Critical Participatory Inquiry
An Interdisciplinary Guide
- Meagan Call-Cummings - Johns Hopkins University, USA
- Giovanni P. Dazzo - University of Georgia, USA
- Melissa Hauber-Özer - University of Missouri - Columbia, USA
Critical Participatory Inquiry: An Interdisciplinary Guide brings to life key principles of this collaborative research method for students, practitioners, and research collectives. The authors encourage readers to uncover new possibilities in research guided by the emancipatory roots of CPI to deconstruct inequitable conditions and practices. Weaving together theoretical perspectives, a variety of tools for data collection and analysis, and numerous practical examples, the authors offer a complete picture of the research process from start to finish. This thoughtful and thorough book prepares readers to co-create knowledge effectively and ethically. By addressing the underlying principles common to a variety of action and participatory research methods, readers learn to design and carry out research with, not on, communities. With examples from public health, social work, psychology, education, criminal justice, conflict resolution, and more, the text is suited to a wide variety of graduate-level courses and better reflects the interdisciplinary nature of participatory research with collectives of all sizes and compositions.
This book is an authentic and accessible take on CPR. The authors voice, structure, flow and content are all spot on…. Overall, the book is both hard hitting and cuts no corners, WHILE being accessible.

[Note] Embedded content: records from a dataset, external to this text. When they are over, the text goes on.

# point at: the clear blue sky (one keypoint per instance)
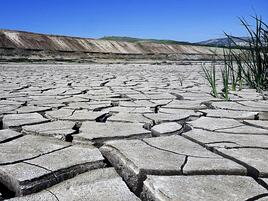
(185, 20)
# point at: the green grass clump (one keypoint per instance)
(243, 64)
(252, 61)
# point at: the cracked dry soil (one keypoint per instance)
(128, 132)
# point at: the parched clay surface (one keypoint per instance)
(128, 132)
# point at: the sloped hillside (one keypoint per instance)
(25, 44)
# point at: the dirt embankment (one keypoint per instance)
(17, 45)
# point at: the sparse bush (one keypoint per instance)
(252, 61)
(243, 64)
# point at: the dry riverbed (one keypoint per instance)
(128, 132)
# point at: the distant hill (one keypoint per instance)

This text provides a rich overview of the foundations of critical participatory research, allowing students to explore, examine, reflect, and take action with specific techniques, inquiry, and suggested activities in each chapter.
This text provides a great history of CPI and uses reflective exercises to help students critically examine how knowledge is created and why this is important for democratizing research.
This book considers research in a fresh way that places the community fully in the center. It challenges traditional research epistemology which can replicate the very systems of domination and exclusion we seek to break down.
Easy for students to read and digest.